Monday, 5th December 2016

It might feel like we’re experiencing the embrace of winter; however, we’re still in autumn (until December 21st) and if there’s one tip I’d like to share it’s this: prepare for winter in the bird garden by doing less than normal before winter bites. If you like the sound of that, please read on…
Yes, I know it’s December and there are all sorts of Christmassy things to do but a little time invested in housekeeping now will make life easier for you (and the birds) when the bad weather does finally arrive. And when I say ‘little’ I really do mean little.

Venture outside and you’ll be in good company as nature’s already preparing for winter; squirrels are caching seeds and foods (will they ever remember where they planted them?); some hedgehogs are hibernating and birds are frantically making the most of the dwindling daylight hours.
 
Leaves Autumn

It’s tempting to fire up the leaf blower, fill the hedge-cutter with fuel and cut back ivy growing on fences, sheds and walls – but I’d like to encourage you not to be as clinical as normal and to leave untouched wild spaces for foraging; for example, leaves on the ground may look unsightly to us – but they’re perfect for ground feeding thrushes to look for invertebrates. In the border, think twice before raising plant stems to the ground as they’re ideal homes for insects to overwinter. Let’s not forget that we’d like to see these beneficial insects back in spring as they’re pollinators and unpaid (organic) pest control.
 
Peacock Butterfly

It’s tempting to clean the inside of sheds in winter as no-one likes the thought of reaching into dark corners and being confronted by a spider bigger than a BBQ! However, let’s put those fears to one side and consider that butterflies may hide in the shed. I once discussed this with Bill Oddie during filming and he explained that ‘The four species that spend winter in their adult form are the small tortoiseshell, comma, brimstone and peacock.’ Leaving the shed as you found it might save any overwintering butterfly that’s judiciously found itself a place to hide away from cold snaps and snow. Let’s reward its prudence by leaving it alone.

So, what are those housekeeping jobs I mentioned previously?
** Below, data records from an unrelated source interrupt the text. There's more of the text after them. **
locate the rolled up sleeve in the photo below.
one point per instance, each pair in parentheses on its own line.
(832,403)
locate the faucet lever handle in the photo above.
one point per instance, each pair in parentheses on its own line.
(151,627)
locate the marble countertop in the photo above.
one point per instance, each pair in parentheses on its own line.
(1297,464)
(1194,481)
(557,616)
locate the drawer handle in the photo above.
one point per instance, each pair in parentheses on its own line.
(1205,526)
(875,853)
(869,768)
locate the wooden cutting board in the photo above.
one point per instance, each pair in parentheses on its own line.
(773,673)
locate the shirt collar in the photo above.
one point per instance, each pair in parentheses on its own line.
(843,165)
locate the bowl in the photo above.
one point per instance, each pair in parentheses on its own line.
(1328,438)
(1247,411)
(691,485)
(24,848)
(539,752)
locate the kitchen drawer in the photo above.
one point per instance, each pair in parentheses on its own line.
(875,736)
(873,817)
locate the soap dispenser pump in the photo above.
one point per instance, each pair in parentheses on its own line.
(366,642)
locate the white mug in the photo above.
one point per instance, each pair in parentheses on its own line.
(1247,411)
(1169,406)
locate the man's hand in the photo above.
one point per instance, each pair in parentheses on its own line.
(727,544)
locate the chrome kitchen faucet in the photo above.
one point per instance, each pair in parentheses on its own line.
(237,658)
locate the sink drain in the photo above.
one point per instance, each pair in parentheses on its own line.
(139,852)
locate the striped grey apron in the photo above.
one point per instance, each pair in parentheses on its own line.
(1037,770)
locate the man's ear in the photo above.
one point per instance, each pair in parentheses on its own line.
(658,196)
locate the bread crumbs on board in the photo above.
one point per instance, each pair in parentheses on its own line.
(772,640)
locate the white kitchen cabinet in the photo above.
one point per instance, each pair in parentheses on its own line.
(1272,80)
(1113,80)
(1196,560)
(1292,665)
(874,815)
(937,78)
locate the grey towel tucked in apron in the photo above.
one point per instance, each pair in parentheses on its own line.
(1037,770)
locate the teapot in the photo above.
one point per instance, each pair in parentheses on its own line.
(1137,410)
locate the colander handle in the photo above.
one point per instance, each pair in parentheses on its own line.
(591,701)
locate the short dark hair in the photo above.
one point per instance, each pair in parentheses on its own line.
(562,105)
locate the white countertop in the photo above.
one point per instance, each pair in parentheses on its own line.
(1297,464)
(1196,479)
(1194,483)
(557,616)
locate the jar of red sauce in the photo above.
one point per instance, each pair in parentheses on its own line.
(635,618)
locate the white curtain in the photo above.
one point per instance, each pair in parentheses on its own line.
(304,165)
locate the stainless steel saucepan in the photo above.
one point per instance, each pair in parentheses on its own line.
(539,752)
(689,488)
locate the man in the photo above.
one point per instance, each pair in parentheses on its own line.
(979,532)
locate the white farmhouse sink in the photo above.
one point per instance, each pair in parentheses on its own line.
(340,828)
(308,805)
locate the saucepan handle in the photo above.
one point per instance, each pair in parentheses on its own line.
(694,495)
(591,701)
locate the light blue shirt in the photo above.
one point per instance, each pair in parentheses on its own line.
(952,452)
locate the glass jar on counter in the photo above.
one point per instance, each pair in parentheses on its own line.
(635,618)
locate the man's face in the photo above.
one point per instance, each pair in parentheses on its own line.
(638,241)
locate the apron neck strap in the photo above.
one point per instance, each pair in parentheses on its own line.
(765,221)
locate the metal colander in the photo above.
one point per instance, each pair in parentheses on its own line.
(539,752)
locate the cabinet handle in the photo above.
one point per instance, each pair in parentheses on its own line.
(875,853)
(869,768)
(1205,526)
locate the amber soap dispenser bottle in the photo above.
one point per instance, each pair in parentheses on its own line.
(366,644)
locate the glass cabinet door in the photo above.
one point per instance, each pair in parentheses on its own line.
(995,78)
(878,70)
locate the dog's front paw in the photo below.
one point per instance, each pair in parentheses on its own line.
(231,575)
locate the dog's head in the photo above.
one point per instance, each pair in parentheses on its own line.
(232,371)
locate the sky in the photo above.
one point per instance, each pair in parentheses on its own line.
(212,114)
- Think about how you’ll get to your bird feeder when the snow arrives. Climbing a sharp bank or rockery might be easy peasy lemon squeezy in autumn but could be dangerous when there’s frost or snow on the ground. If you’re going to move the feeder, now’s the time to do so as it takes the birds a few days to adjust to it.
 
Ground Feeder

- If snow does settle, think about how you might cater for more wildlife than normal. The ground feeding birds will thank you for investing in something like a ground feeder or – in an emergency – use an unwanted sheet of MDF/wood to create a very basic table-top. Rest it on top of the snow and sprinkle with bird food

- It might seem strange to say that birds require fresh drinking water during snowy weather; however, they do. Ask yourself how easy it is to fill the bird bath… Again, if it needs moving closer to where it can be accessed (by you safely) more easily, now’s a good time to move it

- Keep your bird food supply topped up – don’t risk running out. We’re all trying to watch the pennies (especially at Christmas) but your birds are already doing a local circuit of the gardens that offer food and they’ll be relying on these as lifelines. We’ll always do what we can to rush bird food out to customers – but it’s sad when customers phone and are distressed that their supply has vanished that much faster in bad weather

- If you’re topping up, consider a high-energy food (my birds’ favourite is Huskfree Advance with suet pellets during winter) and supplement this with additional suet treats – which I consider to be lifelines rather than treats

- The final housekeeping item is this: make sure you find time to watch wildlife this winter. Nature needs us, and we need nature. Enjoy the spectacle

Have a wonderful Christmas (when it does finally come).